Last week, the Trump administration failed to satisfy a court order to reunify thousands of parents and children who were inhumanely separated at the U.S. border. In addition to the terrible and lasting trauma that the separations have already inflicted, the family reunification process has raised the specter of an additional set of civil liberties concerns: mass DNA collection and testing.

The government created chaos by taking children from their parents without thinking about how those families would later be reunified. The lack of recordkeeping and tracking has made it difficult to pair children with their parents. Our priority right now is to make sure these families are reunified as quickly as possible.
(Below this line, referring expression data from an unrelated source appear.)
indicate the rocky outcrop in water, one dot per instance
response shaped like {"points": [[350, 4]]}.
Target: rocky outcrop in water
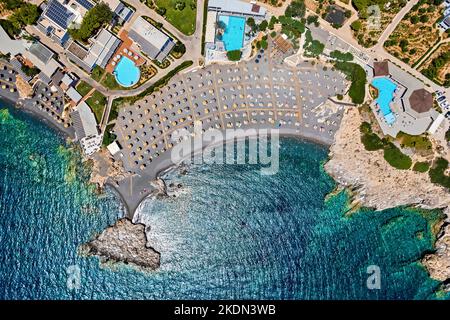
{"points": [[124, 242], [374, 183], [438, 263]]}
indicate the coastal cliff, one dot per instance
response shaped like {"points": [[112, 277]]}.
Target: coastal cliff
{"points": [[376, 184], [124, 242]]}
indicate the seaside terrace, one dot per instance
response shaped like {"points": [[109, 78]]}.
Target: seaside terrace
{"points": [[409, 108], [247, 95]]}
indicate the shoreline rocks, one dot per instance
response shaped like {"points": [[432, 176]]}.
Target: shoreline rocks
{"points": [[375, 184], [124, 242]]}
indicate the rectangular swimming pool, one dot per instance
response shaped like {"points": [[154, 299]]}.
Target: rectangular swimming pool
{"points": [[386, 88], [233, 36]]}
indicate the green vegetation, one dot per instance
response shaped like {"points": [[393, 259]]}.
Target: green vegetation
{"points": [[417, 142], [108, 136], [341, 56], [437, 173], [421, 166], [109, 81], [93, 20], [296, 9], [234, 55], [293, 28], [313, 19], [97, 102], [178, 50], [313, 48], [30, 71], [83, 88], [182, 14], [356, 74], [24, 13], [156, 86], [272, 22], [395, 157], [97, 73], [205, 17], [356, 25], [392, 154], [263, 25]]}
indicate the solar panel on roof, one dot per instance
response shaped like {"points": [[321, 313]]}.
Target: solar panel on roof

But this goal can be achieved while respecting the civil liberties of these families.

Mandatory DNA testing by the government raises significant issues of privacy and bodily intrusion, which is why the ACLU has argued that its use in the family reunification process should only be as a last resort and with stringent safeguards attached.

The government had proposed doing DNA tests as a matter of routine on separated parents and children before reuniting family members. The ACLU position is that parents should not be required to submit to DNA testing to get back the children that were unlawfully taken from them unless there really is no other way of verifying parentage. The court agreed with us and ordered the use of DNA testing “only when necessary to verify a legitimate, good-faith concern about parentage or to meet a reunification deadline.”

DNA testing is extraordinarily invasive. It reveals information about our genetic makeup, including details about our ancestry, biological relationships, genetic diseases, and health. It can reveal this deeply sensitive information not only about ourselves but about our relatives — including those who haven’t been born yet.

This deeply private information is also immutable, meaning that individuals cannot change it. Once someone’s DNA information is in a government or corporate databank, there is always the risk that it will be hacked or used for other purposes, with no ability for individuals to protect their privacy or guard against identity theft once they no longer have control over their DNA information. These concerns have been raised in the context of law enforcement collecting DNA samples from people in a coercive setting.

Moreover, not all parental relationships are biological ones. A negative DNA match should not be taken as conclusive proof that no parent-child relationship exists.

At our request, the court imposed some simple requirements on the government where it engages in DNA collection and testing:

  1. Exhaust all other means of establishing a parent-child relationship by allowing people to submit other evidence, like official documents and testimony.
  2. Only conduct DNA tests on adults who consent.
  3. Make sure samples, data, or results are not shared with other federal agencies for purposes other than family reunification.
  4. Ensure that all samples, data, and results are destroyed within seven days. This last condition is critical to ensuring that neither the government nor private contractors who assist with the testing are able to retain DNA information in a database.

These families have already undergone the heartbreaking pain of separation. The safeguards we are advocating for are the minimum necessary to ensure that we don’t compound the families’ hardships by violating their privacy rights.